Forgive me, folks, before I even get started . . . but I've spent the last
year with my head in programming languages of various sorts, and I think I
see another way to describe the notion of "real" or "authentic" here . . .
and this is a terrible oversimplification, I know.
Think first that you have a piece of writing. That piece of writing has
various attributes or properties (which are outside the writing itself)
associated with it:
** response expected (desired) by the author
** things to be learned from writing
There are dependencies associated with those properties: Certain kinds of
audiences invoke certain kinds of expectations of response, which in turn
afford certain kinds of learning. What I hear Russ saying is that the
typical "teacher as audience" invokes a certain expectation of response (a
grade), and that this situation makes it impossible for him to enable
students to learn the sorts of things he wants them to learn.

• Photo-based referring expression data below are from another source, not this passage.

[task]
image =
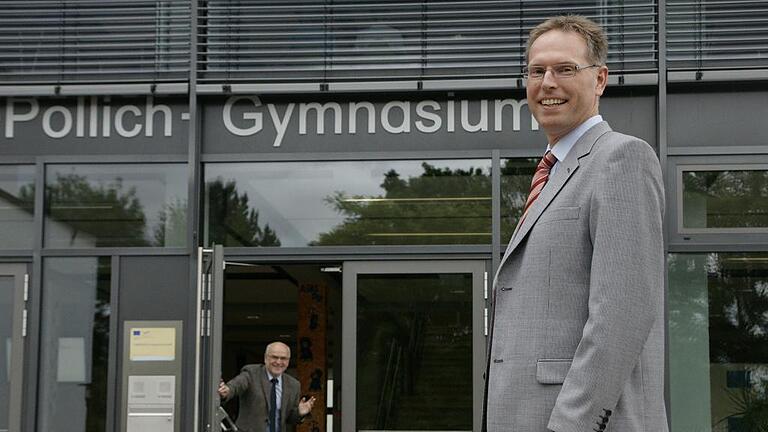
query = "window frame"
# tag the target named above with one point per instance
(705, 239)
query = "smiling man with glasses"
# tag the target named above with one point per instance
(269, 398)
(576, 341)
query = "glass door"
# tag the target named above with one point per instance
(210, 289)
(413, 345)
(13, 284)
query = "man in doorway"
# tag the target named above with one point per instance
(269, 398)
(576, 342)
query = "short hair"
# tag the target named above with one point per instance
(593, 34)
(274, 344)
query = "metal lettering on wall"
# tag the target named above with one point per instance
(251, 124)
(93, 125)
(254, 125)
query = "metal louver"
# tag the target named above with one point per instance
(290, 43)
(94, 41)
(717, 35)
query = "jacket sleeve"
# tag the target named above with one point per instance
(239, 384)
(626, 286)
(293, 416)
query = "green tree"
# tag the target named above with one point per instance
(232, 222)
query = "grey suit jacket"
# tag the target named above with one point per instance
(253, 388)
(577, 330)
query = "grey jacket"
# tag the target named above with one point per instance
(253, 388)
(577, 328)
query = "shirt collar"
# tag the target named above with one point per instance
(566, 143)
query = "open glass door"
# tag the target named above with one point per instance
(210, 297)
(13, 293)
(413, 345)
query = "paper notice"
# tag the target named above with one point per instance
(153, 344)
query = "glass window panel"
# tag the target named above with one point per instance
(414, 367)
(725, 199)
(718, 347)
(6, 329)
(17, 205)
(516, 176)
(116, 205)
(74, 344)
(348, 203)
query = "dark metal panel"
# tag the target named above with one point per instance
(718, 119)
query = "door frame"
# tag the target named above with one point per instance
(349, 324)
(18, 334)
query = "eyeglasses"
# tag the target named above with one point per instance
(562, 70)
(280, 358)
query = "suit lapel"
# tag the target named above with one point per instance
(564, 172)
(266, 387)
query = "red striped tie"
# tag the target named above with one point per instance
(540, 178)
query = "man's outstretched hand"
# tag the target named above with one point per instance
(305, 405)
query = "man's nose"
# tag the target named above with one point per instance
(548, 80)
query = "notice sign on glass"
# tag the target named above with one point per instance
(153, 344)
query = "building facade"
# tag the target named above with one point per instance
(182, 182)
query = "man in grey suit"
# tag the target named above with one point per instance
(576, 342)
(262, 387)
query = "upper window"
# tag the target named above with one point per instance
(17, 206)
(115, 205)
(727, 200)
(295, 204)
(91, 42)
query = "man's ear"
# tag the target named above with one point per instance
(602, 80)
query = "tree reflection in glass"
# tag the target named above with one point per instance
(725, 199)
(231, 220)
(440, 206)
(115, 205)
(718, 329)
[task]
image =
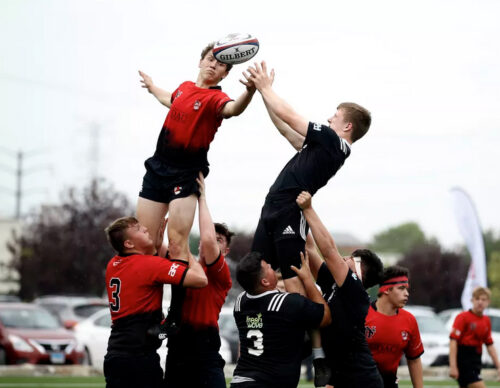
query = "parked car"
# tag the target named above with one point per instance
(448, 317)
(30, 334)
(93, 332)
(229, 331)
(71, 309)
(434, 336)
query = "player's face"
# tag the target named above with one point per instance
(480, 303)
(337, 122)
(222, 243)
(211, 70)
(139, 237)
(398, 296)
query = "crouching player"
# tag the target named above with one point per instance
(470, 331)
(391, 331)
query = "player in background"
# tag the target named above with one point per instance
(391, 331)
(196, 112)
(272, 324)
(193, 358)
(134, 283)
(471, 329)
(343, 281)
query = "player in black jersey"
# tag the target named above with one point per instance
(272, 324)
(343, 281)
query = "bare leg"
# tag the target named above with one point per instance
(180, 221)
(151, 214)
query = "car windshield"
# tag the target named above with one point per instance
(27, 318)
(430, 324)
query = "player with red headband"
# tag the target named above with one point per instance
(471, 329)
(391, 331)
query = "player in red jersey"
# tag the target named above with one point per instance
(391, 331)
(471, 329)
(193, 358)
(134, 283)
(196, 112)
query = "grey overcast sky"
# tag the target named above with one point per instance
(429, 71)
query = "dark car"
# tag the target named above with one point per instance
(30, 334)
(71, 309)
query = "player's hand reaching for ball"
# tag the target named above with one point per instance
(259, 76)
(304, 200)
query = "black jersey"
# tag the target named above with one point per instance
(321, 156)
(272, 326)
(344, 340)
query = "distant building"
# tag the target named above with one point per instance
(9, 278)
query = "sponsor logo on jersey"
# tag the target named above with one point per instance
(173, 269)
(370, 331)
(255, 322)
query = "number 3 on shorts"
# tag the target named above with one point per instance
(258, 342)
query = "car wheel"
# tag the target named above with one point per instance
(3, 357)
(86, 358)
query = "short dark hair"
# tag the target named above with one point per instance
(210, 47)
(373, 267)
(222, 228)
(249, 272)
(392, 272)
(115, 232)
(359, 117)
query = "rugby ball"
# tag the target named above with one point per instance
(235, 48)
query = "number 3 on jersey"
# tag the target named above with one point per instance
(115, 284)
(258, 342)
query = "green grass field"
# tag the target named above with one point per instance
(98, 382)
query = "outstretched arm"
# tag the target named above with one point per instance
(334, 261)
(278, 106)
(209, 249)
(312, 292)
(161, 95)
(238, 106)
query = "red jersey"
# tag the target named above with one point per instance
(470, 329)
(135, 283)
(201, 307)
(389, 336)
(190, 125)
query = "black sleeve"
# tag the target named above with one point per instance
(355, 297)
(308, 314)
(325, 279)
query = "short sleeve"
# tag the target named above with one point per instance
(458, 327)
(321, 134)
(325, 279)
(166, 271)
(218, 273)
(415, 348)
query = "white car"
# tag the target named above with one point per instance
(94, 333)
(448, 317)
(434, 335)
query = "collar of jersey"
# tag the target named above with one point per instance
(261, 295)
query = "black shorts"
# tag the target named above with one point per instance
(164, 184)
(133, 371)
(281, 234)
(469, 365)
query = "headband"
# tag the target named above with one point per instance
(400, 280)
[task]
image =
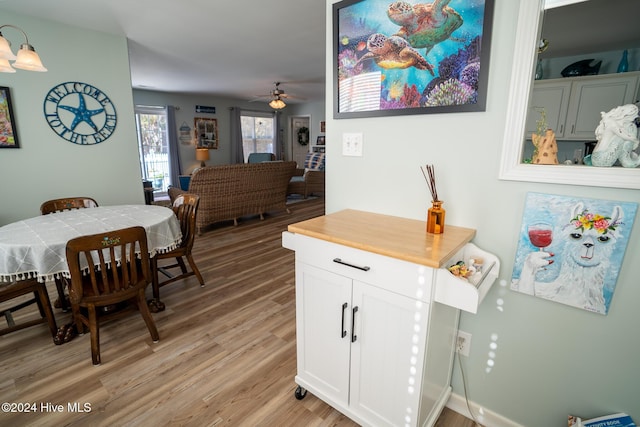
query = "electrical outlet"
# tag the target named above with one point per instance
(352, 144)
(463, 343)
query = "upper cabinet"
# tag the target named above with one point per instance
(573, 105)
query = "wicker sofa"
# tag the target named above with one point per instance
(229, 192)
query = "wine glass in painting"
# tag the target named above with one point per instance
(540, 235)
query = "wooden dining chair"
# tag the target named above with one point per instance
(12, 290)
(67, 203)
(58, 205)
(186, 208)
(98, 281)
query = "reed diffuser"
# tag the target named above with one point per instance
(435, 214)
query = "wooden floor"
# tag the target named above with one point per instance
(226, 354)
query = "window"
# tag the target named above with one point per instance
(257, 133)
(153, 144)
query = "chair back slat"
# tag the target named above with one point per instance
(185, 208)
(115, 262)
(67, 203)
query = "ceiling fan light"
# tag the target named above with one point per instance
(5, 49)
(277, 104)
(28, 59)
(5, 67)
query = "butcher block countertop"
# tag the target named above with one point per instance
(400, 238)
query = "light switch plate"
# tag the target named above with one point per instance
(352, 144)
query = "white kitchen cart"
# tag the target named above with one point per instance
(377, 313)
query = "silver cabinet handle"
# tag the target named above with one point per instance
(343, 331)
(363, 268)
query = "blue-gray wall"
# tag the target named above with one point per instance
(47, 166)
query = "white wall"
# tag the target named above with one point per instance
(551, 360)
(47, 166)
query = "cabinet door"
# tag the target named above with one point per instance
(387, 355)
(553, 97)
(590, 97)
(323, 338)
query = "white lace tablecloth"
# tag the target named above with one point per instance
(36, 247)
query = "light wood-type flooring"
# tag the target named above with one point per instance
(226, 354)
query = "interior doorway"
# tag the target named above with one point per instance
(299, 151)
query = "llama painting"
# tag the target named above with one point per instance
(570, 250)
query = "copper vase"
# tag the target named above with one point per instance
(435, 218)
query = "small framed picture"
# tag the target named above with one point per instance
(206, 132)
(8, 131)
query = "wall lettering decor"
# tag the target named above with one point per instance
(80, 113)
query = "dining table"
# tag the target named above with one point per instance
(35, 248)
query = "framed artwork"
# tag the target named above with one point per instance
(206, 132)
(8, 130)
(570, 249)
(393, 58)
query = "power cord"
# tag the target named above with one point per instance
(466, 397)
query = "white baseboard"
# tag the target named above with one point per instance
(484, 416)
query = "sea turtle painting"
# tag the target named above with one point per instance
(424, 25)
(394, 52)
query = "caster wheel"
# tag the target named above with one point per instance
(300, 393)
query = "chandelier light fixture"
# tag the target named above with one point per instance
(27, 58)
(277, 103)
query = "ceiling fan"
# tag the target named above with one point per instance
(276, 97)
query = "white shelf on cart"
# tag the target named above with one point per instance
(461, 293)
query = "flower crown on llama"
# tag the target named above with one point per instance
(587, 221)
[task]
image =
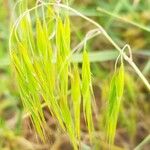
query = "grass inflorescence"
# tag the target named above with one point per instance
(41, 53)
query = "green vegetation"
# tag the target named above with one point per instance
(61, 77)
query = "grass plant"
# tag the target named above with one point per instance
(41, 54)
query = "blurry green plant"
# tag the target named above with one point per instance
(41, 54)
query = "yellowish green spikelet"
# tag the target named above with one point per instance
(114, 102)
(63, 51)
(86, 92)
(76, 97)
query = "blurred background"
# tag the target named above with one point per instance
(127, 22)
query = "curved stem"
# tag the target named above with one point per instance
(145, 81)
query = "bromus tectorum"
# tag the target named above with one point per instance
(41, 53)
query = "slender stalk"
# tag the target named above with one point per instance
(139, 73)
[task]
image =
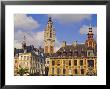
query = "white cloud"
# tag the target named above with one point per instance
(36, 39)
(84, 29)
(65, 18)
(24, 22)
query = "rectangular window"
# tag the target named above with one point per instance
(90, 63)
(69, 62)
(82, 71)
(52, 71)
(64, 71)
(53, 63)
(75, 71)
(58, 71)
(75, 62)
(81, 62)
(58, 63)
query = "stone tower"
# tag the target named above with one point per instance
(49, 37)
(90, 42)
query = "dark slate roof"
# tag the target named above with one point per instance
(29, 49)
(71, 51)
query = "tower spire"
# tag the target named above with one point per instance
(90, 42)
(24, 42)
(49, 37)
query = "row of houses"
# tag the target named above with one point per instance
(70, 60)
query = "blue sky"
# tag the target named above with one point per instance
(67, 31)
(68, 27)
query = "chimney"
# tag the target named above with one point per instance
(74, 43)
(64, 44)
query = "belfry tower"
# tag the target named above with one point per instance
(90, 42)
(49, 37)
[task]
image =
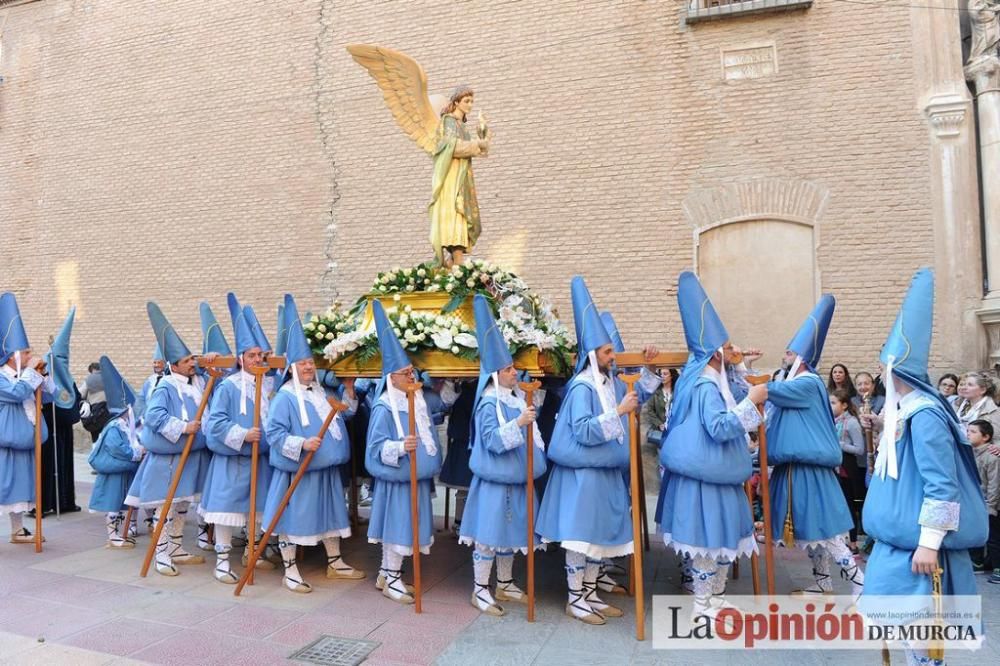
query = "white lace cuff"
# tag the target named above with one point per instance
(33, 378)
(173, 429)
(235, 436)
(748, 415)
(931, 537)
(940, 514)
(292, 447)
(391, 450)
(649, 381)
(611, 426)
(511, 435)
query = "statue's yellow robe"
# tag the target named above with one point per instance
(454, 209)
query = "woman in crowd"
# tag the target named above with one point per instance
(948, 387)
(854, 464)
(840, 378)
(976, 399)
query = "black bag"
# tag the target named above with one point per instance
(99, 417)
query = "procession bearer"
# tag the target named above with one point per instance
(496, 513)
(317, 511)
(586, 501)
(231, 434)
(924, 507)
(20, 375)
(808, 507)
(387, 458)
(703, 511)
(169, 420)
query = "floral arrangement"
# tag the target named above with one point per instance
(525, 319)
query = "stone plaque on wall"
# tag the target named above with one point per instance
(754, 61)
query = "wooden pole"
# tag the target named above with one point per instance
(754, 558)
(214, 372)
(411, 390)
(637, 498)
(765, 488)
(529, 389)
(336, 407)
(38, 468)
(273, 362)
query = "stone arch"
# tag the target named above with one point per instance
(755, 251)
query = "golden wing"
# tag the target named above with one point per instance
(404, 89)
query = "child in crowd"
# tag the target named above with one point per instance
(980, 433)
(851, 472)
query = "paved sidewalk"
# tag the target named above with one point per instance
(79, 603)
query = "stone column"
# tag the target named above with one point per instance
(984, 72)
(943, 96)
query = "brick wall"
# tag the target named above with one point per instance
(178, 150)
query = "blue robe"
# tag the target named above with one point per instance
(225, 499)
(152, 480)
(802, 443)
(17, 439)
(496, 509)
(317, 508)
(938, 486)
(703, 508)
(390, 517)
(586, 502)
(115, 461)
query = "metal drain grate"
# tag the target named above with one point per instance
(334, 651)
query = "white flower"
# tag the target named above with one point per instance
(442, 339)
(467, 340)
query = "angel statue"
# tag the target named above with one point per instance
(438, 125)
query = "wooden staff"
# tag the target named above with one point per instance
(636, 578)
(754, 558)
(529, 389)
(272, 363)
(214, 369)
(335, 407)
(411, 390)
(765, 488)
(38, 468)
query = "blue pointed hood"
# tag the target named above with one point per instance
(704, 334)
(281, 341)
(12, 335)
(811, 336)
(393, 355)
(116, 390)
(58, 362)
(297, 348)
(257, 329)
(242, 331)
(590, 331)
(612, 328)
(167, 338)
(213, 340)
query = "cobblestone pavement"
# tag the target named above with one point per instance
(79, 603)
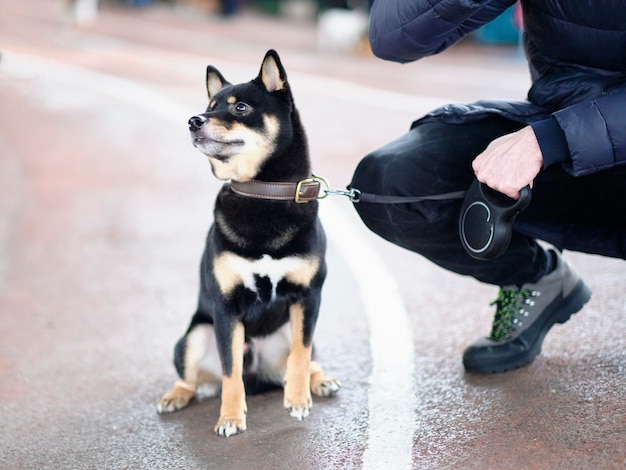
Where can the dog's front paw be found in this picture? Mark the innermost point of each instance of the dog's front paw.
(298, 405)
(230, 425)
(179, 397)
(324, 386)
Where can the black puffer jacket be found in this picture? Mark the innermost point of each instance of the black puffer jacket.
(577, 56)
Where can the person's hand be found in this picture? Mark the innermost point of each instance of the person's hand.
(510, 162)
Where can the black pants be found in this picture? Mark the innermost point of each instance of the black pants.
(585, 213)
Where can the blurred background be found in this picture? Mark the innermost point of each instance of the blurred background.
(104, 209)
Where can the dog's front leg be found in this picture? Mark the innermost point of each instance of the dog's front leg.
(233, 409)
(297, 376)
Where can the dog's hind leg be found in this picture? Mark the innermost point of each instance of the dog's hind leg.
(197, 361)
(321, 384)
(233, 409)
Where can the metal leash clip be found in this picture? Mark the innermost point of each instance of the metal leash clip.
(353, 194)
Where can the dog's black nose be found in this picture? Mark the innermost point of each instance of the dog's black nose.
(196, 122)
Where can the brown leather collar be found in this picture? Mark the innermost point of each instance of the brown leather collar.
(303, 191)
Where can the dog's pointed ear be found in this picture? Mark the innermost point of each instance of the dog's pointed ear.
(215, 81)
(272, 74)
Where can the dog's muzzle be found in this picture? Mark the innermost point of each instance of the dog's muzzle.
(196, 122)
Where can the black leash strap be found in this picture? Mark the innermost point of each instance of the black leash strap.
(358, 196)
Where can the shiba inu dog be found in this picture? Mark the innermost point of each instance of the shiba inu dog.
(263, 265)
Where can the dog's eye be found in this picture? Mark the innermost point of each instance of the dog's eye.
(241, 107)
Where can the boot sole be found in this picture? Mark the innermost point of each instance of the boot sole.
(572, 304)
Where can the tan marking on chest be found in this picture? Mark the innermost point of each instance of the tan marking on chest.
(231, 270)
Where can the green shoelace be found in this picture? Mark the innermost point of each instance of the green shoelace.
(508, 306)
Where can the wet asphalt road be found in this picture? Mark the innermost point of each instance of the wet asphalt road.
(102, 221)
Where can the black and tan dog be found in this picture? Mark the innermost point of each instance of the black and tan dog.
(263, 266)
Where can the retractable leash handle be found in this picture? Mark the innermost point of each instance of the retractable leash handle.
(486, 220)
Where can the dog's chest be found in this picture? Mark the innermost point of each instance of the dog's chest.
(262, 275)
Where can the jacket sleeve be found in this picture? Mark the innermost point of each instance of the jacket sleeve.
(595, 132)
(407, 30)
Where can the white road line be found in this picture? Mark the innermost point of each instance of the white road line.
(391, 400)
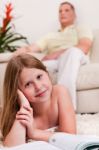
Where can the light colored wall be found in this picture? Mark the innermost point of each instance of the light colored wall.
(35, 18)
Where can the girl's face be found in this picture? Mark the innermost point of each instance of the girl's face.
(35, 84)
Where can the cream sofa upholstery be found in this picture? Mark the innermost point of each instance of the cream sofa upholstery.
(87, 82)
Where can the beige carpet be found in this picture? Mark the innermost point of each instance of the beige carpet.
(88, 124)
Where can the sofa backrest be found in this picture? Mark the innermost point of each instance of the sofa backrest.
(95, 47)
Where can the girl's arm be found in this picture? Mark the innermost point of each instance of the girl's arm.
(67, 120)
(16, 136)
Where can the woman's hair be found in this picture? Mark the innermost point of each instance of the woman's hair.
(12, 73)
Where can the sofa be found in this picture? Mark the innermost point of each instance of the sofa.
(87, 81)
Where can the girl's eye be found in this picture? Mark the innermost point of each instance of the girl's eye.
(28, 84)
(39, 76)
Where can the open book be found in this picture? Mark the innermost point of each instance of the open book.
(62, 141)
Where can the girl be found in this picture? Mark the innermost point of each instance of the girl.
(32, 104)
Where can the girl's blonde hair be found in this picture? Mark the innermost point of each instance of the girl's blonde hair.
(13, 70)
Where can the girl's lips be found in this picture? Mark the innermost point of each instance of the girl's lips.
(41, 93)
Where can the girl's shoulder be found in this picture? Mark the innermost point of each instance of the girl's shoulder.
(59, 89)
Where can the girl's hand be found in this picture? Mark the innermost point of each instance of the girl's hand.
(25, 116)
(22, 100)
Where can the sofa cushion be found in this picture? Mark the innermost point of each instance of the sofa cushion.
(88, 77)
(95, 47)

I don't think that any of that has to do with the notion of "authentic" or
"owned" writing, though -- "authenticity," I would argue, isn't a property
of the writing or the situation, but a property of the *writer*. So,
indeed, as Philippa and Rob both note, it's possible for people to be
authentically engaged in and to own the writing that they do for assessment
in classrooms -- I'd submit that Russ' objections to that kind of ownership
and engagement have to do with the kinds of learning that can take place,
rather than with the emotional or intellectual state of the writer. In
fact, the kind of learning that takes place when writing is assessed for a
grade might work against and make more difficult the learning that takes
place when writing is self-directed.